By Lukman Otunuga Research Analyst at FXTM
By Lukman Otunuga Research Analyst at FXTM

Dollar running on borrowed time as Fed dangle keys to rate cut

King Dollar’s iron throne will be under threat during the second half of 2019 as expectations intensify over the Federal Reserve embarking on a monetary policy easing cycle.

First Published: e-Forex Magazine 87 / Currency Clips / July 2019

Dollar running on borrowed time as Fed dangle keys to rate cut

King Dollar’s iron throne will be under threat during the second half of 2019 as expectations intensify over the Federal Reserve embarking on a monetary policy easing cycle.

Fed Chair Jerome Powell has already set the ball rolling for the first US interest rate cut in a decade thanks to his firmly dovish remarks during testimony to Congress. With “broad” global weakness clouding the US economic outlook and Powell pledging to “act as appropriate” to preserve an economic expansion defended by trade tensions, a July rate cut seems all but a done deal. Investors who were hoping for June’s US “Goldilocks” jobs report to sway Fed doves were left empty-handed after the central bank head stated that “since the June meeting and even for a period before that, data has continued to disappoint” – ultimately reinforcing probability of a rate cut.

A major question lingering on the mind of many investors is what the Federal Reserve will do after the dubbed “insurance rate cut” in July. The Fed’s actions beyond July will be heavily influenced by US economic fundamentals and most importantly the direction of US-China trade talks. Should the trade truce between the United States and China crumble as talks drag out with no deal in sight, the Fed will have further ammunition to pull the trigger on rate cuts for the second time in H2. There seems to be a sense of tension already in the air after Trump said China was letting the United States down by not buying US farm products. This development could be a warning sign of possible complications to reach an agreement to end a trade war between the world’s two largest economies.

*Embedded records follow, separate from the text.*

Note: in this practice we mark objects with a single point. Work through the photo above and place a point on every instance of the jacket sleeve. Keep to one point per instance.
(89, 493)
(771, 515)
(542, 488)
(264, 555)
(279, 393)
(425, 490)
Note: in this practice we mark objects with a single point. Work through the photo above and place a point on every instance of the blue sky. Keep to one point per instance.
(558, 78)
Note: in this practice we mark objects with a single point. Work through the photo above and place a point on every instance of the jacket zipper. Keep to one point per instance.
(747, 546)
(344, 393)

Although the Greenback is grinding higher against almost every single G10 currency excluding the Canadian Dollar, Japanese Yen and Norwegian Krone year-to-date (YTD) – bulls are clearly running on empty fumes. Most of the fundamental ingredients initially sweetening appetite for the Dollar have expired and this will most likely sour buying sentiment towards the currency moving forward. While the perception that the United States remains in better shape in comparison to everyone else may come to the Dollar’s rescue, this lifeline will be constantly threatened by trade tensions and soft economic fundamentals.

Signs of external risks bruising the US economy during the second half of 2019 will most likely negatively impact the Dollar’s safe haven status. There will be a special focus on the manufacturing industry, retail sales, health of the labour force and most importantly GDP figures. Should the ISM Manufacturing PMI in the US gravitate towards 50.0, retail sales slip from the 0.5% achieved in May and NFP reports dish out negative surprises throughout H2, Dollar weakness is positioned to become the next major market theme.

In regards to the technical picture, the Dollar Index has traded within a wide range since the start of the year with support at 95.20 and resistance found at 98.20. With bears lingering in the vicinity amid rate cut bets, the path of least resistance for the Dollar Index points south. A breakdown below 95.20 should set the ball rolling for a decline towards 94.00, 92.20 and 90.00.